On Playing Sexual Games at the Age of Fourteen
Sometimes I think about the possibility of being a gorilla and how my shoulders hang back and how the flesh (of which there is perhaps too much) hangs off in a healthy way and how I don’t have time for the same games others do, and how that’s not through posturing but from the plain facts of inclination and experience, and how it hasn’t always been nice, and it’s just a fact.
It applies to almost anything but I remember once when I was in grade nine two girls who were in love with me, who sat near me, and the one who “talked about me every day” to her friend when I wasn’t around. How the girls dressed up like a cat and a devil for Halloween and wore shorts and fishnets that began at their ass, while we were only fourteen, I was only fourteen, maybe I was twelve because the girls were in grade nine, that’s definite, and to me it seemed too much and something else I didn’t understand.
I remember the girl that I liked, how I made her laugh by saying the word ‘communism’, how she wore a leather jacket which I didn’t care for but had a smile that used to kiss me on the cheek, which I loved. How we didn’t do any work and watched sad old Borgatti, Harvard grad, dance and flirt with the young preps at the other end of the class.

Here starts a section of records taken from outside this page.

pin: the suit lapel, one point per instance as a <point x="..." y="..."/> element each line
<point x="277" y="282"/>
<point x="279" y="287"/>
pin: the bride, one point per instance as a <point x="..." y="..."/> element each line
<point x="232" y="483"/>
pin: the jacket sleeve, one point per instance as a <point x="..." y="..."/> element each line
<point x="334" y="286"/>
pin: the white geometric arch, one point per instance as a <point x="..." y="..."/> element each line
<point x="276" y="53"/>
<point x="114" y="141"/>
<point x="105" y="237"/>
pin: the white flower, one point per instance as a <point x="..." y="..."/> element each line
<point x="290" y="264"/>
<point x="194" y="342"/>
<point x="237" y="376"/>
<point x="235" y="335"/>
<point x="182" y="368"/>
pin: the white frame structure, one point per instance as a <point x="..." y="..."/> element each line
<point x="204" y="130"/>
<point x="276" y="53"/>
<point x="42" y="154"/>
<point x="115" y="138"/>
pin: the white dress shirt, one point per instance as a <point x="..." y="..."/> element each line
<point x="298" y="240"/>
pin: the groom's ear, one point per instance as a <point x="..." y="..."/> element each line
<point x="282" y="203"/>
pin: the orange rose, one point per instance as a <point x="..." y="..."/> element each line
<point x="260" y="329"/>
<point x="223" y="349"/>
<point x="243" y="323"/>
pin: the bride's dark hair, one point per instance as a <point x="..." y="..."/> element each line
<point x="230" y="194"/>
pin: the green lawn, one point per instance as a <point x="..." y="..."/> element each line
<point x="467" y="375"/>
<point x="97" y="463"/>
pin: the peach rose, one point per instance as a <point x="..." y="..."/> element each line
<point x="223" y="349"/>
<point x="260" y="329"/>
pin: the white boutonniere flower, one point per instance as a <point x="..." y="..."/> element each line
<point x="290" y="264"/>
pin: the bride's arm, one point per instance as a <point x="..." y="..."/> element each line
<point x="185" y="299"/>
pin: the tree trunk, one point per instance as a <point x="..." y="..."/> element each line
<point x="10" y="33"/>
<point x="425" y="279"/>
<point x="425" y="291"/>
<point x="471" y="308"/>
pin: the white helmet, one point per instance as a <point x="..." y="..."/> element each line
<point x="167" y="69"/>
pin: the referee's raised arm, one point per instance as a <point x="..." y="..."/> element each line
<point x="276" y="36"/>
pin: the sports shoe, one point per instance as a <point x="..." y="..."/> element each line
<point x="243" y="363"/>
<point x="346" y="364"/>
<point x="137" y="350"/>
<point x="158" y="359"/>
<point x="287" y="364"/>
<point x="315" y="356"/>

Old Borgatti came over to me once, on the first day of school, and said something, I don’t remember what, but my response wasn’t engaging enough so he just left and found someone else, some group, some girl who wore shorts that ended at her ass every day, not just Halloween. How my idea of Borgatti is his smug, fat face, and the image loop (I’m not sure if this ever happened) in my mind of him flirting with a young girl, playing keep away with something she loved, some young guy playing too, challenging Borgatti in the way that men sometimes do even when it seems like they’re on the same side.
In those early days when I was still young and wondered which girls were having sex, because you could still wonder then, it was before everyone went sex-mad, sex-crazy, and you heard about girls you thought you knew taking their tops off for older guys in an above-ground pool at a party you fell asleep in a hammock at, the one where you and the other boys opened the door just a crack and the van light came on and you saw half a glimpse of half a man having sex with half a woman, the rest all girls and boys.
As I was saying before I got sidetracked by tales of old handsy teachers and misplaced sexual delinquency, sometimes I think about the possibility of my being a gorilla and my unwillingness to play any kind of game and how the girl with the smile and the Halloween fishnets told me what I later discovered was a lie, that she was seeing someone, someone older, from the United States, and she visited him sometimes by herself and I guess I figured they were having sex because a branch in my head turned off and I thought “Hey, no thank you; no thank you, hey.”